Впрочем, тебе все равно.
А невидимая рука, еще миг назад сжимавшая твое плечо, рвет в вышине обертки карточных колод, и вслед тебе, в пасть бездны, сыплются крылышки тропических бабочек, атласные листья, цветной снегопад: алые ромбы, багряные сердца, аспидно-черные острия пик и кресты с набалдашниками по краям...
Красное и черное.
Кровь и угли.
...проснулась.
Простыни, нагретые за ночь, сбились вокруг в тесное, уютное гнездышко. В таком и подобает спать солидной даме, женщине... ну, скажем, средних лет; человеку с положением в обществе.
А мужу подобает спать в отдельной спальне, что, собственно, муж и делает.

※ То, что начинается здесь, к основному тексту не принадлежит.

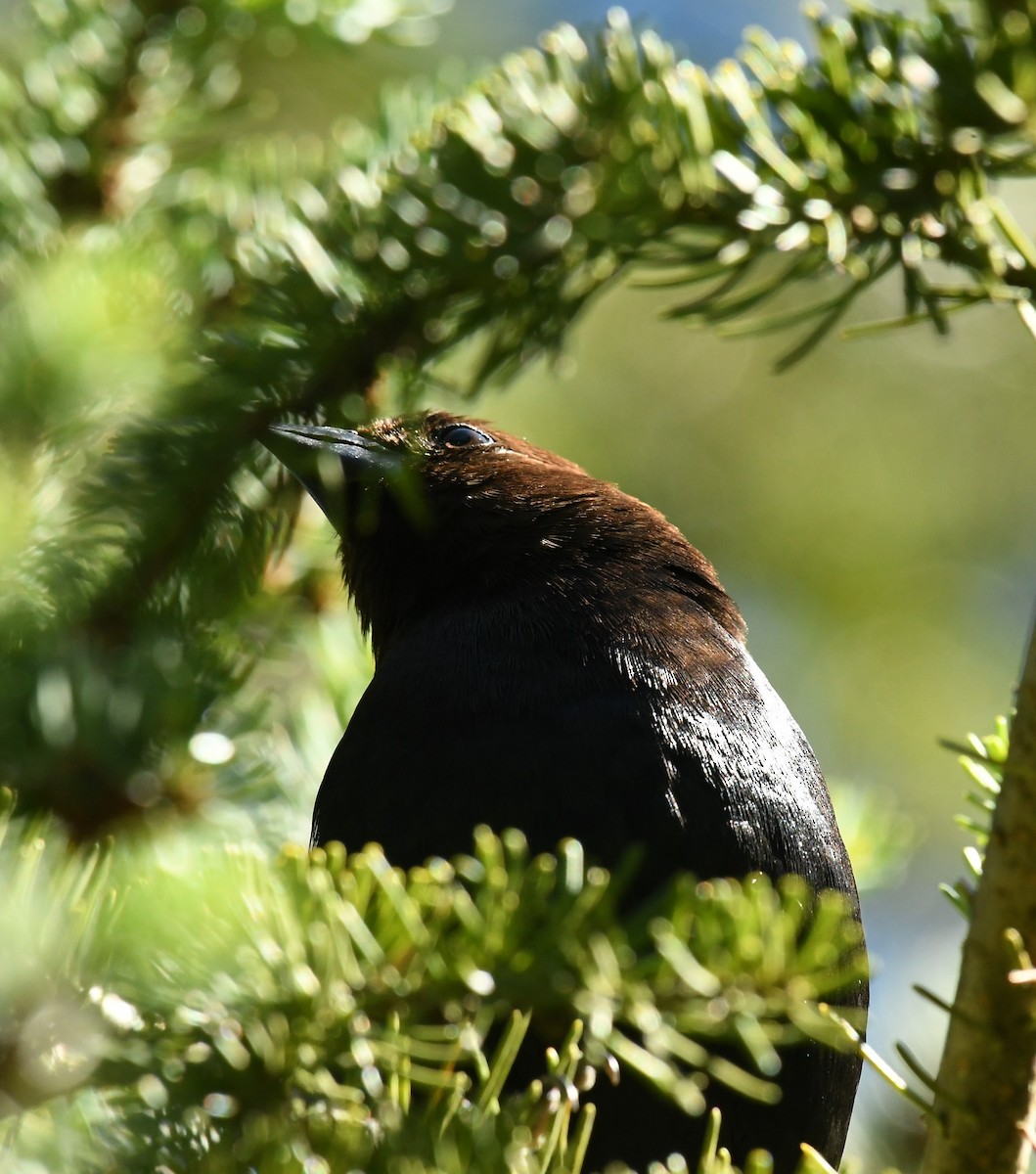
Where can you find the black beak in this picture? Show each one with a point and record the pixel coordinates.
(328, 459)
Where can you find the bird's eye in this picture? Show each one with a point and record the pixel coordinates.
(464, 435)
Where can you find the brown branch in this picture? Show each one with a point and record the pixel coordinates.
(985, 1101)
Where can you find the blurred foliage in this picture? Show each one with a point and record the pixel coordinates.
(171, 281)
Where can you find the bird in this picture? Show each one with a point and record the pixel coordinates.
(552, 655)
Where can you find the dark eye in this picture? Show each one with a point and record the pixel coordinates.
(464, 435)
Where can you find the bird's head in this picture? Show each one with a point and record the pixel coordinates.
(436, 512)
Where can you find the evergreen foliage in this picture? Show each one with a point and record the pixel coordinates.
(168, 287)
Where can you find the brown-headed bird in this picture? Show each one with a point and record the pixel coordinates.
(554, 655)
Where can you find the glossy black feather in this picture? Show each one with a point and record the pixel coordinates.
(552, 655)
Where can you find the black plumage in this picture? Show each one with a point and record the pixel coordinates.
(552, 655)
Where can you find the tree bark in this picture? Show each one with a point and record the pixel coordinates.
(985, 1101)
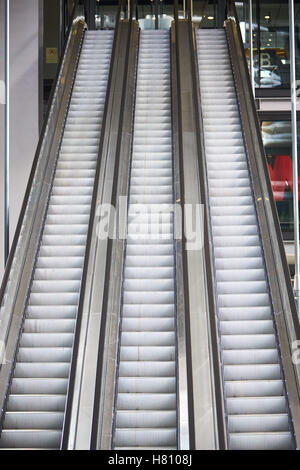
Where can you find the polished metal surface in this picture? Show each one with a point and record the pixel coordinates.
(92, 401)
(285, 318)
(36, 402)
(18, 274)
(256, 402)
(145, 415)
(198, 420)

Помнишь, Княгиня? — ты лежала с открытыми глазами, глядя в потолок. Алебастровая белизна казалась экраном модного синематографа «Меркурий»: сейчас невидимый механик (невидимый? опять?!) запустит свою машинерию, волшебный луч прорежет мрак, и начнут бежать по чистому полю: дни, годы, друзья, враги...
Подумалось невпопад: сегодня Феденька должен вернуться из Полтавы. Непременно заедет сюда, в Малыжино. Непременно. Похвастаться: фабрикант Крейнбринг, известный меценат, обещался субсидировать издание нового сборника стихов Федора Сохатина. За малую мзду — упоминание фамилии Крейнбринга на титульном листе, да еще посещение модным поэтом салона госпожи Крейнбринг.

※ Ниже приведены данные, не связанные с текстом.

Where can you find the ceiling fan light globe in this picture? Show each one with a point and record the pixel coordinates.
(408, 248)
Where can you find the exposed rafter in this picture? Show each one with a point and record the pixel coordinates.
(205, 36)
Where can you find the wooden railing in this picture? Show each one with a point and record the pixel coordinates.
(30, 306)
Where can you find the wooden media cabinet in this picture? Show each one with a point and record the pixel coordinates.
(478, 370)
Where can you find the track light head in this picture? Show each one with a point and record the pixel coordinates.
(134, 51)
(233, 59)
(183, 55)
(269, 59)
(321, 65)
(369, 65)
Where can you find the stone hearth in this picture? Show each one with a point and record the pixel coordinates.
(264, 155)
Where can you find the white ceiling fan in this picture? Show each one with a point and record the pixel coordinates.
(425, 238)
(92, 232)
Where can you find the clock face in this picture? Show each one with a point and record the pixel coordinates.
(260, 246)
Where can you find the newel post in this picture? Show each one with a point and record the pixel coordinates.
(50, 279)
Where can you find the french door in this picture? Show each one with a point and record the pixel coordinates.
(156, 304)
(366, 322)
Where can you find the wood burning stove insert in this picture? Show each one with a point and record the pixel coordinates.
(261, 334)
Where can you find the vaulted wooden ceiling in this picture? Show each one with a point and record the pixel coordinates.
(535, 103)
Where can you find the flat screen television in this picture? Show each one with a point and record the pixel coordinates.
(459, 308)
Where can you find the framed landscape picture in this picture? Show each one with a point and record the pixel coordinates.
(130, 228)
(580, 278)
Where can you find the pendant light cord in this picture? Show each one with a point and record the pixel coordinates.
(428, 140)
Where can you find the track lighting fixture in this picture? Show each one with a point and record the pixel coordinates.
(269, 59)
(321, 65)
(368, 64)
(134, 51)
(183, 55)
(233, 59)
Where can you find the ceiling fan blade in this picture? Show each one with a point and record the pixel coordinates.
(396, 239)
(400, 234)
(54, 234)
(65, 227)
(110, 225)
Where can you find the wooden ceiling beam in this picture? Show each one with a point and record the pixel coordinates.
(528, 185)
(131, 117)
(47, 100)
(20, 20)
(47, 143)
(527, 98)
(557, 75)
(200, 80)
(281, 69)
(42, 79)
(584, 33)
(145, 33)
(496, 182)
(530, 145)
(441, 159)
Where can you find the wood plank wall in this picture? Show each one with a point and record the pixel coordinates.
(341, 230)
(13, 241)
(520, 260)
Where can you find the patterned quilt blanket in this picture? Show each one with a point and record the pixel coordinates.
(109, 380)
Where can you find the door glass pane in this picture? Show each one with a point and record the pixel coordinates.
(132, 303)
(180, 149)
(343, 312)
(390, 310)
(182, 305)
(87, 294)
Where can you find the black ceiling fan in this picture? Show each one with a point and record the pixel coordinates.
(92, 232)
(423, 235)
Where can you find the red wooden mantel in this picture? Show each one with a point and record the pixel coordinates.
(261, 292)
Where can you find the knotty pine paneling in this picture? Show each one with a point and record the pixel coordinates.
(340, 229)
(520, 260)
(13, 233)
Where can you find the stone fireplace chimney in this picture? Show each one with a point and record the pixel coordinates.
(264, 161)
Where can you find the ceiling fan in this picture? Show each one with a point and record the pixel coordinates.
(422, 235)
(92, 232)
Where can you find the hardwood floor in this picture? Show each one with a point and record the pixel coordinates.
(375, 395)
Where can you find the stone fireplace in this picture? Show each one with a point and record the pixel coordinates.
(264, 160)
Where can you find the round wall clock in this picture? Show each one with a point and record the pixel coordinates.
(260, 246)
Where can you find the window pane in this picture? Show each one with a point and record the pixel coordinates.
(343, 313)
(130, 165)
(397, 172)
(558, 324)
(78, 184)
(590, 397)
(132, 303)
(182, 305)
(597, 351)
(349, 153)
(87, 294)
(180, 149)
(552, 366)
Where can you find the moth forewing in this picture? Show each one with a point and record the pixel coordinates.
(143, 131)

Небось, ворчать станет Феденька: надоели. Влажные глаза поклонниц — надоели; рукоплескания — надоели; «Автограф! весьма обяжете!..» — хуже горькой редьки.
Лжет господин сочинитель. И сам знает, что лжет.
Он без этого жить не может.
Ты ведь сама видела, Княгиня: филармонический зал, ряд за рядом, встает, захлебывается овацией, и высокий мужчина во фраке кланяется на авансцене, прикладывает ладонь к сердцу, а лицо у мужчины — не лицо, зеркало.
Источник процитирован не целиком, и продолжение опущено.